All VTL travellers entering Malaysia on both air and land vaccinated travel lanes (VTL) will be put on a daily COVID-19 testing regime over 6 days using Antigen Rapid Test Kits (RTK-Ag) from 8 December 2021. This new development overrides the previous Day 3 and Day 7 self-administered RTK tests.

This news follows the implementation of additional Post-Arrival Days 2, 3, 4, 5, 6, and 7 Antigen Tests (ARTs) in Singapore for all Singapore VTL passengers.

This new enhanced protocol will also apply to travellers arriving from Singapore via the land VTL (Singapore-Malaysia VTL Bus) from 8 December 2021.

The Day 3 and Day 5 RTK-Ag tests must be professionally administered. View the list of clinics and hospitals for a professionally administered RTK-Ag test here.

The Day 2, Day 4, and Day 6 RT-Ag tests are self-administered. All RTK results must be submitted on the MySejahtera application.

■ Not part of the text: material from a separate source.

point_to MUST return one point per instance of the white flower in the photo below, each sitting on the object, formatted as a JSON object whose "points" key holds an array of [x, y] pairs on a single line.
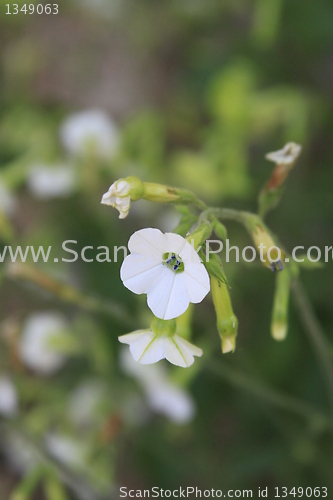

Here’s a summary of the COVID-19 7-day testing schedule in Singapore for all VTL travellers:

VTL (Air) – Flight 🛬 Price VTL (Land) – Bus 🚌 Price
Day 1 On-Arrival PCR Test RM250 Malaysians / RM370 Foreigners On-Arrival RTK Test Unknown
Day 2 Self-administered RTK From RM4.90 Self-administered RTK From RM4.90
Day 3 Professional RTK From RM70 Professional RTK From RM70
Day 4 Self-administered RTK From RM4.90 Self-administered RTK From RM4.90
Day 5 Professional RTK From RM70 Professional RTK From RM70
Day 6 Self-administered RTK From RM4.90 Self-administered RTK From RM4.90

This new enhanced protocol will also apply to travellers arriving from Singapore via the land VTL (Singapore-Malaysia VTL Bus) from 8 December 2021.

These tighter measures are in response to the new Omicron variant of the coronavirus.

11 comments

  1. Good luck with all these restrictions on travel. I am still amazed that Singapore had such a huge pre-omicron case explosion but then again they never thought that dormitory workers would be a problem. ‘Almost’ funny. Perhaps the Singapore government should fine the employers ( whose duty it was to maintain workers well being ).